Because glucose syrup is absorbed so efficiently, it doesn’t carry the same strict portion limits that apply to borderline FODMAP foods. Clinical low FODMAP guides list table sugar at around 1 tablespoon (15 mL) per serving and maple syrup at 2 tablespoons (30 mL) as safe amounts. Glucose syrup falls into this general range for practical use. You’re unlikely to trigger symptoms from the amounts typically used in cooking, baking, or as an ingredient in processed foods.
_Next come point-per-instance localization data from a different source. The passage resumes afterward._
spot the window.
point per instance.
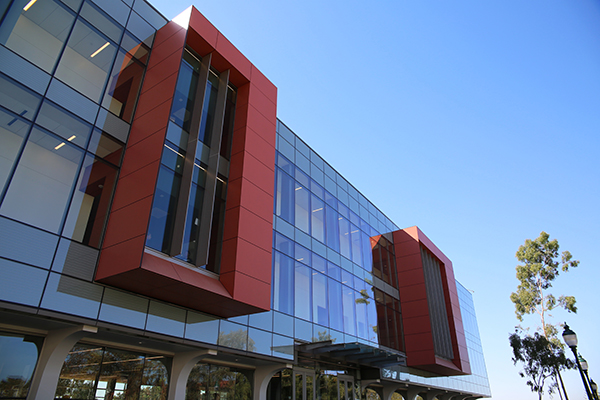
(38, 31)
(42, 184)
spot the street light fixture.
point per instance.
(571, 340)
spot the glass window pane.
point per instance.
(320, 310)
(344, 226)
(349, 311)
(79, 372)
(86, 61)
(124, 85)
(355, 244)
(302, 295)
(185, 94)
(62, 123)
(91, 202)
(102, 22)
(18, 98)
(166, 319)
(42, 184)
(284, 200)
(162, 216)
(12, 133)
(18, 358)
(335, 303)
(283, 283)
(38, 32)
(331, 229)
(318, 219)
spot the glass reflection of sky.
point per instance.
(17, 358)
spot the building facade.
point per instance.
(164, 236)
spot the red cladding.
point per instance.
(418, 334)
(244, 285)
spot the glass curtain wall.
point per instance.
(100, 373)
(334, 288)
(180, 132)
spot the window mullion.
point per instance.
(212, 172)
(190, 155)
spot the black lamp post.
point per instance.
(571, 340)
(584, 367)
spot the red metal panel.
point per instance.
(243, 286)
(415, 310)
(128, 222)
(143, 153)
(136, 186)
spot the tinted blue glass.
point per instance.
(164, 318)
(283, 324)
(331, 228)
(18, 358)
(317, 219)
(162, 217)
(302, 293)
(302, 254)
(285, 164)
(344, 229)
(43, 182)
(331, 200)
(21, 283)
(283, 283)
(319, 297)
(185, 94)
(333, 271)
(302, 178)
(234, 336)
(208, 112)
(202, 327)
(355, 244)
(347, 278)
(335, 305)
(192, 223)
(319, 264)
(284, 198)
(317, 189)
(284, 244)
(283, 347)
(302, 208)
(349, 311)
(259, 341)
(367, 254)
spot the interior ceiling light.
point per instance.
(28, 6)
(105, 45)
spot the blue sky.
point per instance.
(478, 121)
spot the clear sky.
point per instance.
(478, 121)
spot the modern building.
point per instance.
(164, 236)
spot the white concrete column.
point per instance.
(431, 394)
(183, 363)
(262, 377)
(388, 390)
(55, 349)
(413, 392)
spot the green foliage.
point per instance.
(541, 264)
(540, 358)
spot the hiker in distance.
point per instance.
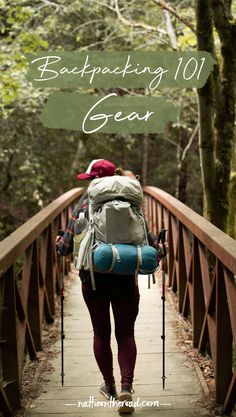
(102, 289)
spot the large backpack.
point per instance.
(116, 239)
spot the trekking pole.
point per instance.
(62, 269)
(161, 240)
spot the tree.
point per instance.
(217, 107)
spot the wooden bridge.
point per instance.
(201, 271)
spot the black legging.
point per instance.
(123, 295)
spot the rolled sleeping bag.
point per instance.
(124, 259)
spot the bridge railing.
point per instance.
(29, 281)
(201, 271)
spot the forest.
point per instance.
(193, 159)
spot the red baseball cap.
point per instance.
(98, 168)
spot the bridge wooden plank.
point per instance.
(83, 378)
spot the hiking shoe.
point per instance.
(125, 398)
(109, 392)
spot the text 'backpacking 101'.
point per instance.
(116, 237)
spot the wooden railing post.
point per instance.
(198, 296)
(223, 366)
(34, 299)
(10, 359)
(202, 268)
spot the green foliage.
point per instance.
(37, 163)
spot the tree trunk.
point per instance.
(225, 110)
(206, 111)
(181, 186)
(216, 111)
(145, 159)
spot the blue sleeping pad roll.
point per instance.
(122, 259)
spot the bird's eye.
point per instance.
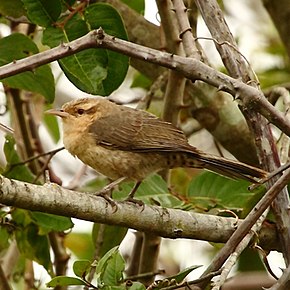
(81, 111)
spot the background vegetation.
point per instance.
(228, 94)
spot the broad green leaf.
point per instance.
(153, 190)
(51, 222)
(81, 267)
(95, 71)
(42, 12)
(33, 245)
(141, 81)
(19, 171)
(12, 8)
(136, 286)
(40, 80)
(212, 190)
(65, 281)
(80, 244)
(5, 236)
(112, 236)
(137, 5)
(110, 268)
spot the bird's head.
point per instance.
(82, 112)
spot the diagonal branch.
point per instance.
(54, 199)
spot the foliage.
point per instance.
(50, 240)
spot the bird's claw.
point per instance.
(104, 194)
(135, 201)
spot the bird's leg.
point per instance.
(131, 198)
(106, 191)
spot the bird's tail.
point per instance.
(223, 166)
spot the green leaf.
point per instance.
(112, 236)
(141, 81)
(51, 222)
(42, 12)
(12, 8)
(65, 281)
(40, 80)
(5, 236)
(33, 245)
(212, 190)
(19, 172)
(81, 267)
(136, 286)
(95, 71)
(182, 274)
(137, 5)
(110, 268)
(153, 189)
(80, 244)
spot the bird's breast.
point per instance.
(112, 162)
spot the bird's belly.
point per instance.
(115, 163)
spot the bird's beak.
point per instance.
(58, 113)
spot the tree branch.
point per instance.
(54, 199)
(191, 68)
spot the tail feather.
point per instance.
(233, 169)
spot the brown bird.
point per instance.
(124, 143)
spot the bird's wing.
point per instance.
(135, 130)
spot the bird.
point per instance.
(124, 143)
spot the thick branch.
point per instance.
(169, 223)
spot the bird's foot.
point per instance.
(105, 195)
(135, 201)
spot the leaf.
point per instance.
(81, 267)
(33, 245)
(19, 172)
(40, 80)
(212, 190)
(141, 81)
(136, 286)
(80, 244)
(182, 274)
(112, 236)
(51, 222)
(137, 5)
(65, 281)
(5, 236)
(42, 12)
(110, 268)
(95, 71)
(153, 189)
(12, 8)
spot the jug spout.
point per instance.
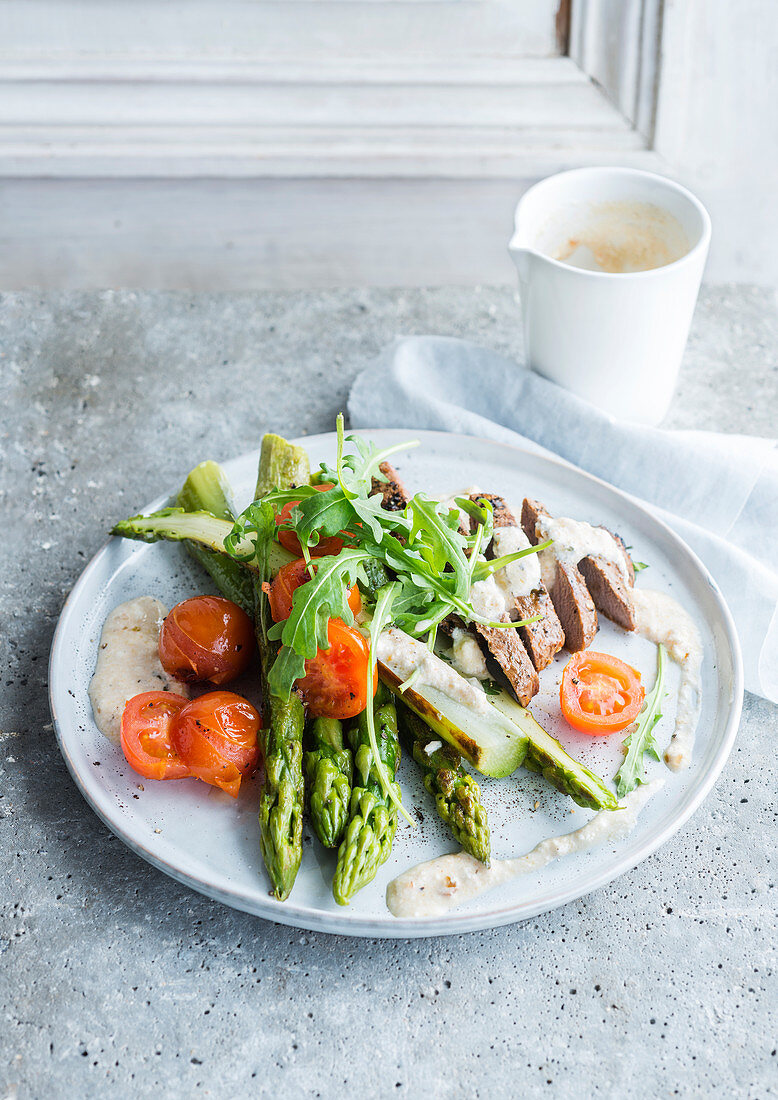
(523, 256)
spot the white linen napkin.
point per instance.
(719, 492)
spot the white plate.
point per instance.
(207, 840)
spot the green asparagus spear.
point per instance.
(207, 490)
(281, 801)
(328, 770)
(375, 578)
(372, 817)
(457, 794)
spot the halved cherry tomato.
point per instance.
(216, 736)
(336, 680)
(287, 580)
(600, 694)
(206, 638)
(146, 729)
(329, 545)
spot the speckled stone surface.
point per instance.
(117, 981)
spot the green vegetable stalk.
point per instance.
(207, 490)
(282, 798)
(372, 816)
(457, 794)
(640, 740)
(328, 771)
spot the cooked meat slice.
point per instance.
(505, 647)
(392, 491)
(610, 591)
(503, 516)
(545, 638)
(541, 639)
(574, 607)
(566, 585)
(605, 583)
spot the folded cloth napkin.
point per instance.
(719, 492)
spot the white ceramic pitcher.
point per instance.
(614, 339)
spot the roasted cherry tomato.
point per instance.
(146, 730)
(329, 545)
(206, 638)
(287, 580)
(336, 680)
(600, 694)
(216, 737)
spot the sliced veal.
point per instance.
(546, 637)
(566, 585)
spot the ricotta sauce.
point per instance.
(522, 576)
(440, 884)
(495, 596)
(573, 539)
(467, 656)
(128, 662)
(404, 655)
(661, 618)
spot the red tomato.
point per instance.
(216, 736)
(287, 581)
(206, 638)
(146, 728)
(600, 694)
(335, 684)
(329, 545)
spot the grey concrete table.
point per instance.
(117, 981)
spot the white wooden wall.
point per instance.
(247, 143)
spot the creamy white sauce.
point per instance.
(467, 656)
(661, 618)
(489, 600)
(128, 662)
(522, 576)
(440, 884)
(573, 539)
(404, 656)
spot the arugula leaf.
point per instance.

That said, large quantities of any concentrated sugar can cause digestive discomfort through osmotic effects, pulling water into the intestine regardless of FODMAP status. Using glucose syrup in normal cooking and baking quantities, or eating it as an ingredient in packaged foods, is unlikely to be an issue. Drinking it by the cup would be a different story for anyone’s gut.

Reading Labels During Elimination

During the restriction phase of a low FODMAP diet, which typically lasts 3 to 4 weeks, ingredient lists deserve close attention. Here’s a quick reference for syrups and sweeteners:

  • Safe: glucose syrup, corn syrup (regular), rice malt syrup, white sugar, brown sugar, maple syrup (in moderate amounts)
  • Avoid: high fructose corn syrup, glucose-fructose syrup, agave syrup, honey, sweeteners ending in “-ol” (sorbitol, mannitol, xylitol)

Artificial sweeteners that don’t end in “-ol,” such as sucralose and aspartame, are also considered low FODMAP. The sugar alcohols ending in “-ol” are polyols, the “P” in FODMAP, and are a common symptom trigger.